Hermawan menghentikan mobilnya di parkiran butik di depan mereka. Dia melepas seatbelt, keluar, memutari mobil, membukakan pintu untuk Silvy.
"Ayo."
"Pak..." Silvy memelas, memegangi seatbelt yang masih menahan tubuhnya, "ngapain ke sini?"
"Beli baju masa beli bebek."
Silvy mendengus geli di antara was-wasnya dengan tingkah semena-mena Hermawan. Sumpah! Itu lucu! Hermawan belum pernah sekali pun bercanda atau tertawa di kantor. Bicara asal jeplaknya itu membuat Silvy ingin terbahak, andai saja situasinya berbeda.
"Ayo, cepat!"
"Tapi, Pak..."
Hermawan menunduk meraih lengannya, menarik Silvy keluar.
"Aduh, duh, duh, Pak," protes Silvy, menahan tangan Hermawan, "tahan dong, Pak, seatbeltnya belum dibuka kan sakit badan saya."
Hermawan mendengus kesal, meraih seatbelt di perut Silvy, membukanya kasar kemudian menarik Silvy keluar, dia menutup pintu mobil menguncinya dan menyeret Silvy.
"Tunggu, Pak," Silvy meronta, menahan tangan Hermawan, "Pak..."
Hermawan mendadak berhenti, membuat Silvy otomatis berhenti juga. Hermawan menunduk, menatapnya.
"Apa lagi?"
Silvy menelan liurnya kesulitan, menatap ke arah pintu butik yang terbuat dari kaca, melihat pantulan dirinya yang kucel, celana olahraga kedodoran, kaos pas badan berwarna coklat pudar dan rambut diikat asal.
Masa masuk butik dengan tampilan seperti itu? Duh, yang bener aja dong.
"Pak," Silvy menarik lengannya dari tangan Hermawan, minta dilepaskan, "masa masuk ke sana?"
"Memangnya kenapa?" kata Hermawan nyolot.
Emosian banget sih! Silvy mengusap poninya memberi kode agar Hermawan ngeh dengan keadaannya yang kucel dan semerawut.
Hermawan mengernyit, kemudian memutar mata, menarik lagi Silvy membuatnya meronta. Dia mendorong pintu kaca dengan sikutnya menarik Silvy masuk, melewati baju-baju berjajar di manequin. Hermawan menyeretnya sampai mereka berdiri di belakang seorang wanita.
"Bu?"
Wanita itu menoleh, bibirnya yang dipoles lipstick berwarna oranye seketika menyunggingkan senyum, matanya melirik Silvy, memberi kode agar dikenalkan.

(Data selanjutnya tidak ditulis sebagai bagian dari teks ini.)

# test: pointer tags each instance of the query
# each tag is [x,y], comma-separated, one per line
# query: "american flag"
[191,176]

"Ini Silvy," kata Hermawan, "yang saya bilang."
"Oh?" Ulfa mengerjap, menatap Silvy turun naik.
Silvy tersenyum salah tingkah, malu diperhatikan intens seperti itu.
Wanita paruh baya itu mengulum senyum, menyodorkan tangannya, "saya Ulfa, ibunya Hermawan."
"Oh!" Silvy tersentak, melepaskan tangannya dari cekalan Hermawan, mengusap tangan kebajunya sendiri, kemudian menjabat tangan Ulfa, "saya Silvy, Bu, karyawan, eh, mantan karyawan Pak Hermawan."
Ulfa mengangguk, melepas jabat tangannya, "jadi?"
"Jadi?" tanya Silvy balik, menatap Hermawan dan Ulfa, bingung.
"Jadi, ya ini, Bu," Hermawan menunjuk kepala Silvy.
Ulfa mengangguk, menarik nafas dalam, melihat kesekililing butiknya, "mau yang seperti apa?"
"Dress batik saja, Bu, biar sesuai selera Bapak," jawab Hermawan.
Silvy menatap anak dan ibu itu bergantian, tidak mengerti dengan apa yang mereka bicarakan, sampai Ulfa mengajak mereka berdua masuk lebih dalam, ke area yang terdapat cermin besar dari kepala hingga kaki.